Abraham Lincoln once said that character is like a tree - the real thing - while reputation is merely its shadow. John Wooden advised his players to "be more concerned with your character than your reputation, because your character is what you really are, while your reputation is merely what others think you are.” Vince Lombardi echoed a similar theme when he said that one cannot simply copy someone else's character. "Character must fit our own personality and characteristics if it is to withstand trial by fire."
There are almost endless analogies between sports and business - competition, teamwork, leadership, strategy, talent, preparation, execution, determination, blocking and tackling, etc. Business is a team sport. People in business inevitably face conflicts of interests and decisions about how to compete. In the heat of battle, decisions are made and character is revealed. Actions speak louder than words.
In business, statistics are tracked and recorded almost every moment of every day. Ultimately, keeping score is simple - it's all about money. Without profits, companies die. Money losing companies create desperation and despair; money making ones create options. With profits, companies can use it to do many things - create jobs, serve customers, pay taxes, and give back to their communities. Venture capital helps build companies; and if we do our jobs, those companies create value. They give back more than they take.
Paradoxically, even though business is “all about money,” the playing field embraces those who are not driven by it. If people are only driven by money, they eventually sell out, cash out, or peter out; they go away. To quote Jack Welch: "You know the type. They bank vacation days. They hand in slips of paper noting how many half-days or holidays they’ve worked. They remind bosses and colleagues of company policies regarding overtime....they are not working for fun or the passion to win. They’re just logging hours."
As business reveals character, we find that people not driven by money keep going and going. Sometimes they have to quit certain pursuits to find something more meaningful - more aligned with who they are - but they eventually get there. It's not just a trite lesson on perseverance and determination, there is something much more. A few years ago, I heard an entrepreneur make a comment which stuck with me: "I started my company 28 years ago, and I haven't worked a day since." (He was a Hedgehog entrepreneur).
People of great character love what they do and seem to have a passion for life. We've also observed that they develop into great leaders (and great entrepreneurs). They inspire others. They push hard yet bring out the best in people. They care. In the end, we believe that they will come out ahead, and certainly enjoy the journey more. Our favorites don't always win, but they persevere because they love the game. We're big fans and we cheer them on - because in our business, there is nothing more important than people.
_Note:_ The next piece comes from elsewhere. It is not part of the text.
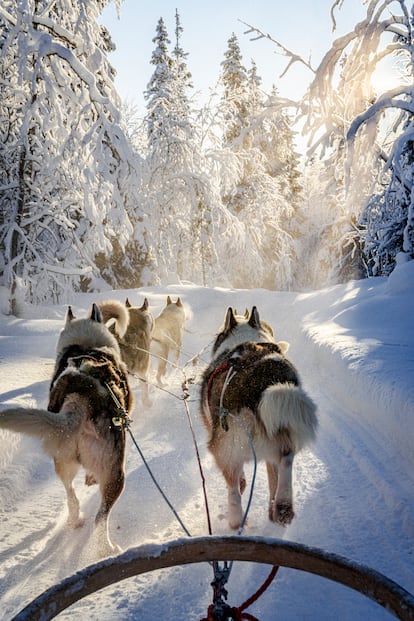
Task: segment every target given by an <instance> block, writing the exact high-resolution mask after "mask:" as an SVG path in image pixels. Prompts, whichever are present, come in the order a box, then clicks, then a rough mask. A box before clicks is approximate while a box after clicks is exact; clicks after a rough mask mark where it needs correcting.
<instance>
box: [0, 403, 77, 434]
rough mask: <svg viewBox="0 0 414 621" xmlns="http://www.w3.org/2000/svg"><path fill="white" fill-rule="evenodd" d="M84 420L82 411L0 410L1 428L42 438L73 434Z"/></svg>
mask: <svg viewBox="0 0 414 621" xmlns="http://www.w3.org/2000/svg"><path fill="white" fill-rule="evenodd" d="M81 422H82V414H81V412H80V411H66V412H60V413H55V412H49V410H40V409H37V408H21V407H15V408H9V409H7V410H3V412H0V428H3V429H8V430H9V431H14V432H16V433H23V434H26V435H28V436H32V437H35V438H40V439H42V440H46V441H47V440H49V439H56V438H62V439H64V438H65V437H68V436H71V435H72V434H73V433H75V432H76V431H77V430H78V429H79V427H80V424H81Z"/></svg>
As a final note, my wife always reminds me that not all people are competitive (yes, I can get way too competitive). She has a good point. As in sports, it's not just about winning or losing. As Warren Buffet once said, "your inner scorecard is more important than your outer scorecard... The people who ascribe too much to the outer scorecard sometimes find that it's a little hollow when they get all through."
However, even if you don't like the idea of keeping score, businesses need to get things done, and interestingly, great character helps drive results. If you know what's important to you, it's easier to focus and be more effective. If you're trustworthy, it's easier to develop great relationships. If you seek the truth, it's easier to get your ego out of the way and cut through the clutter. If you believe in what you're doing, it's easier to drum up moral courage and the kind of strength that money can't buy. Ben Franklin got it right when he said honesty is the best policy - it's just good business.